The Federal Reserve may have to do more than just issue dovish guidance to stabilize the stock market.
It may have to halt or wind down its balance sheet normalization process.
Right now, $50 billion worth of bonds are rolling off the Federal Reserve’s balance sheet every month, which at one point swelled to a staggering $4.5 trillion after multiple rounds of quantitative easing stimulus conducted in the aftermath of the 2008 financial crisis. Prior to the financial crisis, the Fed’s balance sheet held under $1 trillion worth of assets.
“The balance sheet unwinding is far more impactful than rate hikes in terms of being disruptive to markets,” said Kristina Hooper, Invesco’s chief global market strategist, in an interview with Yahoo Finance.
Hooper thinks the Fed should dial down its normalization process to a more palatable $10 billion or $20 billion monthly roll off.
By roll off, the Fed is essentially allowing $50 billion worth of bonds to mature per month (instead of using those proceeds to buy more bonds), thus reducing the overall size of its bond holdings.
“When you get to $50 billion per month, you start to experience the cumulative effects over time,” she said.
After all, the S&P 500 (^GSPC) is down 12.6% from its Sept. 20 closing high of 2,930.75, eclipsing the traditional definition of a correction.

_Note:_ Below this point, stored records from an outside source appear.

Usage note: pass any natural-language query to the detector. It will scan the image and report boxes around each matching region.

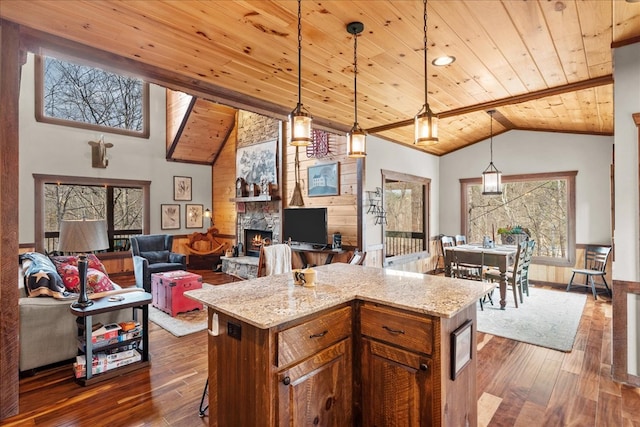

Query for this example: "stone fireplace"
[244,228,273,256]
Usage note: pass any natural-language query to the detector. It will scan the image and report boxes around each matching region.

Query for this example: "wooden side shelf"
[229,194,280,202]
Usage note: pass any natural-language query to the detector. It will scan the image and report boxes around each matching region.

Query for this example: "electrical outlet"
[227,322,242,340]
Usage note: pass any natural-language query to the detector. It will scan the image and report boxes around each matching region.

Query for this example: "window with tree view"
[461,172,576,265]
[36,56,149,137]
[382,171,430,261]
[44,183,145,252]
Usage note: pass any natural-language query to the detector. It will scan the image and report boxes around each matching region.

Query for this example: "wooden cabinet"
[276,338,353,427]
[360,304,439,427]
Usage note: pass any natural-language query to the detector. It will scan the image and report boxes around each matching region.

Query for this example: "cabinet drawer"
[360,304,433,354]
[276,307,351,366]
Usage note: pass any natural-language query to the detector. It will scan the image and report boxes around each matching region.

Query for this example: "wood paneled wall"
[283,135,360,249]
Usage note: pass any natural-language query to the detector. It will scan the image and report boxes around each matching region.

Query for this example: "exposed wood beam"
[366,74,613,133]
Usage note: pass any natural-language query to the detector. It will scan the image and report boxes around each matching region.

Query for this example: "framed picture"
[236,139,278,187]
[451,320,473,380]
[160,204,180,230]
[173,176,191,202]
[184,205,204,228]
[307,162,340,197]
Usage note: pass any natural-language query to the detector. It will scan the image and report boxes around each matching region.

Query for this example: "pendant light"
[482,110,502,196]
[347,22,367,158]
[287,0,313,147]
[414,0,438,146]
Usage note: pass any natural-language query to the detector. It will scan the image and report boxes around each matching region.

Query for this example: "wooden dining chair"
[484,240,529,308]
[567,245,611,299]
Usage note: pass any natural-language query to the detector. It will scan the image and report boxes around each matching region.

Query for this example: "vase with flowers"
[498,225,531,245]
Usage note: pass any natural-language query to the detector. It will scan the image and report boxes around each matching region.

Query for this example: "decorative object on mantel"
[89,135,113,169]
[289,147,304,206]
[413,0,438,146]
[498,225,531,245]
[482,110,502,196]
[367,187,387,225]
[287,0,313,147]
[347,22,367,158]
[236,177,247,197]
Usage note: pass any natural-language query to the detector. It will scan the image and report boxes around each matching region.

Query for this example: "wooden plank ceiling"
[0,0,640,161]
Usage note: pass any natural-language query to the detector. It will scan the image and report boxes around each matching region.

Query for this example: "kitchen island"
[185,264,494,426]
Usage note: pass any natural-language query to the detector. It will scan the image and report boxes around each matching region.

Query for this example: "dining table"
[444,243,518,310]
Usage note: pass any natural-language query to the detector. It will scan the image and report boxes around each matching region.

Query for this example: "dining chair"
[484,240,529,308]
[567,245,611,299]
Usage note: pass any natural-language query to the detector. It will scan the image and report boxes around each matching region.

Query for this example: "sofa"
[129,234,187,292]
[18,252,133,373]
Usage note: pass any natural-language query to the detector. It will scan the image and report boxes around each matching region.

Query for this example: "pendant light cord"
[353,29,358,124]
[422,0,429,111]
[298,0,302,109]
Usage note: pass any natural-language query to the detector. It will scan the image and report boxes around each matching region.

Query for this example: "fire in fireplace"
[244,228,273,256]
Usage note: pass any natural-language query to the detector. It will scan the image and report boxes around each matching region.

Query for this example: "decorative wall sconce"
[89,135,113,169]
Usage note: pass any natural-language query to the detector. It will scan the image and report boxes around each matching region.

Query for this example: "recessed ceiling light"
[431,55,456,67]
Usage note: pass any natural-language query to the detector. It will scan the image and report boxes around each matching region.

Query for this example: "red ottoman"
[151,270,202,317]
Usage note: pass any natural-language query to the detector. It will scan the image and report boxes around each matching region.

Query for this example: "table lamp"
[58,220,109,308]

“The Fed views financial stability as part of its mandate — It’s not just about inflation and employment,” Hooper said.
And the seemingly quiet balance sheet roll-off over the past few months that was supposed to be as exciting as “watching paint dry,” as former Fed Chair Janet Yellen once said, has been anything but quiet.
Experts attribute the recent wave of volatility to the liquidity-suck driven by the Fed’s balance sheet shrinkage.
“Recall what happened in January 2016 after the Fed raised rates in December 2015,” said Nomi Prins, author of Collusion: How Central Bankers Rigged the World, to Yahoo Finance. “The markets fell both because they feared the loss of easy liquidity and because that loss would exacerbate economic and credit problems.”
The year 2016 was the worst start to a new year for stocks ever.
Prins thinks a halt or slowdown of the monthly bond roll offs is on the table should the S&P 500 continue its fall.
The $50 billion figure appears to have caught the attention of President Trump, who continued his months-long criticism of current Federal Reserve policy on Tuesday in a tweet.
“I hope the people over at the Fed will read today’s Wall Street Journal Editorial before they make yet another mistake. Also, don’t let the market become any more illiquid than it already is. Stop with the 50 B’s. Feel the market, don’t just go by meaningless numbers,” Trump tweeted. “Good luck!”